The site includes an online petition to have a stamp issued in the great man’s honour and an offer to send subscribers a McGonagall “gem a day”.
Mind, it concludes, you have to be a real glutton for punishment for that.
BENEATH the headline “Council buys ice-fight vehicles”, Pete Winstanley in Durham notes the Echo report that Durham County Council is purchasing some “duel purpose” wagons. For snowball skirmishes, he assumes.
BACK on the railways, Tony Metcalf emails from a firstclass carriage on the Amtrakoperated Acela Express, somewhere on the four-hour journey between New York and Boston.
Tony used to work here, still has a place in Darlington, noted recent Gadfly comments about the £350-orso cost of an “open” first-class return between the North-East and London.
On Amtrak, he’d just enjoyed a three-course breakfast with eight main course choices, served by one of four staff working that carriage alone.
Coming home, he’d have a multiple- choice four-course dinner with as much as he cared to drink. “The seats are huge with leg room easily double that of National Express,”
says Tony, now editor-in-chief of Metro USA. The return ticket, bought the day previously – no special offers – was about £200, inclusive of all food and drink.
“There’s simply no comparison between the services, you’d love the calm of Amtrak,” he says.
It’s so much cheaper, Tony supposes, because three other rail companies and six airlines vie for custom between the two cities. “In the UK we get ropey services at relatively high cost – taken for mugs, in other words.”
There’s a caveat, however. “Ask for a black pudding sandwich,” says Tony.” and they’d probably put you off the train.”
AT Tesco in Northallerton, reports Peter McInnes-Crawforth, there’s a sign in the caravan accessories department for “Levelling blokes”.
Even money, they probably mean blocks.
TWO magazines are left, anonymously, on my desk. One’s The Oldie, which may need little explanation; the other – humbler – is sub-titled The newsletter of the Association of British Counties.
The editorial address is given as Skipton, West Yorkshire, though that town’s local government allegiance is now to North Yorkshire, and to Northallerton.

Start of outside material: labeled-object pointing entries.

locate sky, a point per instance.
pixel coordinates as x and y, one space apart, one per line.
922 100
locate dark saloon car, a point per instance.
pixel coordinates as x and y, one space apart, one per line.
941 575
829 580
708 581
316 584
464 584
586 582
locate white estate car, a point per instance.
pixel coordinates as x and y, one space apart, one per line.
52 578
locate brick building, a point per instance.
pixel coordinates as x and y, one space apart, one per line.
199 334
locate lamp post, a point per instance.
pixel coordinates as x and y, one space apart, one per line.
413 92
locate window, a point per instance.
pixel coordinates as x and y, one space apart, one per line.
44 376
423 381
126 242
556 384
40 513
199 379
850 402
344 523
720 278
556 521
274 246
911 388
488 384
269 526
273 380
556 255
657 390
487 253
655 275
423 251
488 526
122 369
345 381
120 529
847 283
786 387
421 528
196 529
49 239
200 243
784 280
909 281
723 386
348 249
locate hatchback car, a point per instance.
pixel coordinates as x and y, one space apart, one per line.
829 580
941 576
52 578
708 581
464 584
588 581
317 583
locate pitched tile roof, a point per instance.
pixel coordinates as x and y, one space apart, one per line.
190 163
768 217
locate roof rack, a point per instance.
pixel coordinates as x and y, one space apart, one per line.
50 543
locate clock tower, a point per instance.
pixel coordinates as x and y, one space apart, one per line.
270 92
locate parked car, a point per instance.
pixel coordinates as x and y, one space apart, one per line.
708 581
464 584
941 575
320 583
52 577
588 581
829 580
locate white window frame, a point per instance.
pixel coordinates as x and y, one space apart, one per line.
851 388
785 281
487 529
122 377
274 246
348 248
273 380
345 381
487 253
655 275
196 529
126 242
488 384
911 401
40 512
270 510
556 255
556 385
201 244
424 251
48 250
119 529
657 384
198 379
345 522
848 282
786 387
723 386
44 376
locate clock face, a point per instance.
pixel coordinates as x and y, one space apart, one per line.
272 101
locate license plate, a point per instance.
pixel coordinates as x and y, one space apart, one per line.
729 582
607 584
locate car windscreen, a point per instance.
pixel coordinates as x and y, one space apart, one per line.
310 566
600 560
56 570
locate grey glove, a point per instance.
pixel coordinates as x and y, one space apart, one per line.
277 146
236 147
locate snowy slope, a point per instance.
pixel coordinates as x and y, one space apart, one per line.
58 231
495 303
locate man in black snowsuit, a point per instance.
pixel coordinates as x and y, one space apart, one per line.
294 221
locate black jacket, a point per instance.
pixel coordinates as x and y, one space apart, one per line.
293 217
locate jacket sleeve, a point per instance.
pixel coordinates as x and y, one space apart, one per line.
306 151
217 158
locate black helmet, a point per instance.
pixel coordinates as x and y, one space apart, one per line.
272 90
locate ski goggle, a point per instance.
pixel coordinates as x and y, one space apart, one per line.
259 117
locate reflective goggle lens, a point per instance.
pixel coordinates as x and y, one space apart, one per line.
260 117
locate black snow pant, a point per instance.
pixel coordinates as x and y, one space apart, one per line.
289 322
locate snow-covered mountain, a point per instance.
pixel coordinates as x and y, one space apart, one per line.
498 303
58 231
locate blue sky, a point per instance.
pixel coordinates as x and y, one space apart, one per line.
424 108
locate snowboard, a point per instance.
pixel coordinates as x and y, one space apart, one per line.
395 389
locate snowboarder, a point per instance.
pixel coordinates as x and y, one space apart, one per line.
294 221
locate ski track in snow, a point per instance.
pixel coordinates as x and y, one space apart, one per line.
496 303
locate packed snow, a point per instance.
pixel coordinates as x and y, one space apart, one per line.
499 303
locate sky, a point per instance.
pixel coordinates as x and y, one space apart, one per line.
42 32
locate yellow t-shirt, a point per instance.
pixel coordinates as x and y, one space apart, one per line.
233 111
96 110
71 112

The last committee meeting was held at Redcar, North Riding of Yorkshire (formerly Cleveland, nee North Riding), Durham County Council is slated for use of the “old” name without qualification and there’s a plea for Westmorland, which began – begins, some would say – half-way across the Stainmore Railway.

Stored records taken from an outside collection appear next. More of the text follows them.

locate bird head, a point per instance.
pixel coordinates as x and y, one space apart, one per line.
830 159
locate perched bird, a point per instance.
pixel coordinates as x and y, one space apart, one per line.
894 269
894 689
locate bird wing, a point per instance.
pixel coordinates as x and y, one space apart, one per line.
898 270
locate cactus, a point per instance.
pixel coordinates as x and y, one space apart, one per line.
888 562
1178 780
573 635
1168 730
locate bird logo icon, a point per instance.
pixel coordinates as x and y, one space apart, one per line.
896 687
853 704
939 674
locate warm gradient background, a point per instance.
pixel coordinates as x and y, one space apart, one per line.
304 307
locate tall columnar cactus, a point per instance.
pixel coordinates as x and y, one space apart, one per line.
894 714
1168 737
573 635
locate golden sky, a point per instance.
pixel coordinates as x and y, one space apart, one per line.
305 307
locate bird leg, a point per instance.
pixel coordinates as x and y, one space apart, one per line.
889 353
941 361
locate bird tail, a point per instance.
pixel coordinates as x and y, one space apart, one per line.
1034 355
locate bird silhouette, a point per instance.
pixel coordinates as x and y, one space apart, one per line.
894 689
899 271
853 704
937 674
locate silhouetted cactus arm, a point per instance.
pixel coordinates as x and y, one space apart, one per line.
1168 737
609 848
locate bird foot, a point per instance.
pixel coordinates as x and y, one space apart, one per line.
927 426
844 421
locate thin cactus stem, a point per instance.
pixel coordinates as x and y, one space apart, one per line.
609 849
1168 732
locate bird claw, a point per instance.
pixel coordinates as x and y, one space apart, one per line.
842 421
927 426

“The media assumes that it has disappeared into a black hole called Cumbria,” they say. The column is happy to acknowledge its continued existence: go Westmorland, old man.
THE Telegraph’s had a good week. Leading the agenda on the MPs’ expenses scandal, they also made the best fist of the unofficial competition to write a headline befitting the arrival of Durham cricketer Graham Onions on the Test match scene. While The Times could only mumble about a frying start, The Telegraph was crisper altogether. “Cheers and Onions,” it said.
…and finally back to where we’ve been trapped for nearly two months, the unseasonal weather which takes the North-East by storm.
It was almost 25 years ago, May 26, 1984, that American evangelist Dr Billy Graham began a series of Mission England rallies at Roker Park, Sunderland, then the town’s football ground.
A Northern Echo leader noted their “pleasing” success, seven Barnard Castle bus drivers were given Gideon bibles for ferrying the faithful. Though the ground’s long gone, a service at St Andrew’s church, Roker, on June 8, will mark the anniversary. Over eight evenings, 124,000 people were clicked through the turnstiles.
What chiefly they may remember is how cold and wet it was that first Saturday evening. The Echo the following Monday talked of his overcoat, red scarf and – for the first time in his long ministry – a flat cap while preaching.
Though he spoke of the hardy North-East people, Dr Graham’s text is, sadly, unrecorded. Perhaps it was “All that believe in me shall not perish”, though “Ne’er cast a clout till May is out” may almost have been as appropriate.
Top botch, the column returns in a fortnight.